Sunday, August 23, 2009

Inglourious Basterds.

I read the New York Times review of Inglourious Basterds yesterday. I don't read reviews of movies I'm planning to see, so I was safe with this one. I guess you'd call it a pan. My housemates saw it last night and loved it. They're Tarantino fans, and they compared it favorably with Pulp Fiction. I didn't have any desire to see it before and less so now since I don't like Pulp Fiction. The first time I saw Pulp Fiction, I thought it was fascinating, but I couldn't put my finger on what was interesting about it. The second time I saw it, I realized there was nothing really there. One thing Tarantino is great at is creating an illusion of substance. I guess it's all that talking.

I watched Kill Bill too. I didn't want to dismiss Tarantino too quickly; so many people seem to think he's a great artist. Kill Bill didn't even grab me the first time. It was just boring.

Here's what Conor Clarke (at The Daily Dish) said about Inglorious Basterds:
There is much debate about what genre Quentin Tarantino's Inglourious Basterds deserves. Is it comedy? Philosophy? Revenge fantasy?
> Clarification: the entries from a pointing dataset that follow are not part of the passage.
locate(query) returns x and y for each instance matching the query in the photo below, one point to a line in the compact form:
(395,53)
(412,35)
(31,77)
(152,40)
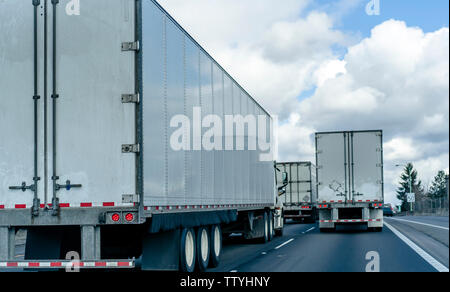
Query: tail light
(115,217)
(129,217)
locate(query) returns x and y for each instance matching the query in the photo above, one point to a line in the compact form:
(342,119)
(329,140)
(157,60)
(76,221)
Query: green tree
(416,185)
(438,188)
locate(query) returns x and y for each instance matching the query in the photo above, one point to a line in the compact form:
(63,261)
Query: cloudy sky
(327,65)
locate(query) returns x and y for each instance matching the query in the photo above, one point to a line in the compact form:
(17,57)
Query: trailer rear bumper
(52,264)
(329,218)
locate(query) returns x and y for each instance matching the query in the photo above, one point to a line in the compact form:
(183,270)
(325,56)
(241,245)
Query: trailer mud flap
(161,251)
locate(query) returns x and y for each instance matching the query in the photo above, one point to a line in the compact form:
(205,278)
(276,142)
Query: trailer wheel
(216,246)
(266,227)
(203,248)
(187,250)
(271,232)
(279,232)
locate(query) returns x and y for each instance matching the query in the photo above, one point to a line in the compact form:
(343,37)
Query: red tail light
(115,217)
(129,217)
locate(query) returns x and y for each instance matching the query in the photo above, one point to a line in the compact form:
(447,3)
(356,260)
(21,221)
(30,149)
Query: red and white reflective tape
(187,207)
(350,220)
(71,205)
(349,201)
(68,264)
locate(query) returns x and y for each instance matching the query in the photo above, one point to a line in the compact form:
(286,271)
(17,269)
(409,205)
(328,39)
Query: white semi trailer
(88,93)
(300,197)
(350,178)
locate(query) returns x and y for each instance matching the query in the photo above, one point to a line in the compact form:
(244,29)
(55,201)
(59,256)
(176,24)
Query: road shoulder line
(420,223)
(283,244)
(426,256)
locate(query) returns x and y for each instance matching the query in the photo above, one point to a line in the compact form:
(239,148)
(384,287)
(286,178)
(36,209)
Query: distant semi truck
(300,197)
(350,179)
(87,162)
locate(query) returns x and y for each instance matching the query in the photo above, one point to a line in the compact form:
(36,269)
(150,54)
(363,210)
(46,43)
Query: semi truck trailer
(300,197)
(350,184)
(103,107)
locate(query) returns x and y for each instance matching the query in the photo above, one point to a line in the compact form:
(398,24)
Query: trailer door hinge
(130,148)
(130,46)
(130,98)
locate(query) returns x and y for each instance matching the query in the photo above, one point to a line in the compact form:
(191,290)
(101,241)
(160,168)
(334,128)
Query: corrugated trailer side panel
(177,76)
(301,187)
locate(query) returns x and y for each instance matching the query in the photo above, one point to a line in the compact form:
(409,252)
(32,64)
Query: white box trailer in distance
(87,93)
(299,200)
(350,178)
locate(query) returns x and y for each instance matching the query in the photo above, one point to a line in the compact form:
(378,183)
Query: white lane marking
(427,257)
(283,244)
(310,229)
(420,223)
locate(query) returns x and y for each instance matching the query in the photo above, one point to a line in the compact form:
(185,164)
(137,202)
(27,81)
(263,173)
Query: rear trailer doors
(68,103)
(21,147)
(349,166)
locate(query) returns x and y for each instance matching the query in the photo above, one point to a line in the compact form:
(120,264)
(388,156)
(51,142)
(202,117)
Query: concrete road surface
(304,249)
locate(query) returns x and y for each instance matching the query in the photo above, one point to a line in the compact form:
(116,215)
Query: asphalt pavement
(303,248)
(410,244)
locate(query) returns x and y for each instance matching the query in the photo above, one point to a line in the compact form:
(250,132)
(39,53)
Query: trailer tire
(187,250)
(279,232)
(271,231)
(216,246)
(203,248)
(266,224)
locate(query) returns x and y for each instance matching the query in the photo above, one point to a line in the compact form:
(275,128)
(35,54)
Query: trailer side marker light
(129,217)
(115,217)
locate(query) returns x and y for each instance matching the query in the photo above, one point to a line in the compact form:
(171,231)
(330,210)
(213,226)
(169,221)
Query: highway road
(303,248)
(411,244)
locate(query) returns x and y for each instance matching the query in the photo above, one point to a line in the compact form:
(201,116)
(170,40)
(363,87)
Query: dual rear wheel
(200,248)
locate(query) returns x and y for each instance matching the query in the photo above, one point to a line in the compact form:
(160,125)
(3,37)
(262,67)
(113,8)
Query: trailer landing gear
(203,248)
(216,246)
(187,250)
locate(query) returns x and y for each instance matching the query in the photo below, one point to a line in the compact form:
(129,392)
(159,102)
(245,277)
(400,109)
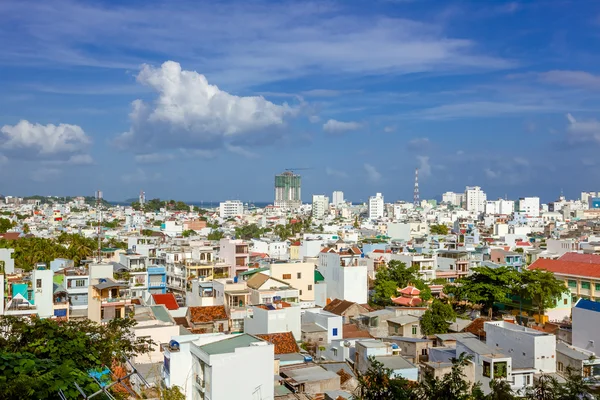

Silly exploitation? David Denby, for instance, takes the position that it's "lodged in an uneasy nowheresville" between these things. I'd take the position that it's too easy to over-intellectualize a Tarantino film, which is probably just an empty (but extremely well crafted) vessel studded with encyclopedic and occasionally annoying references to films the director likes. Good luck speculating about Tarantino's intentions. But I can report that the audience with which I saw it last night treated it as comedy, which is probably the right mindset with which to enter the theater, at least if you want to have an enjoyable experience.
I just don't trust him. I don't think he has anything to say, and if you're going to make a movie about Nazis, I think you should have something to say.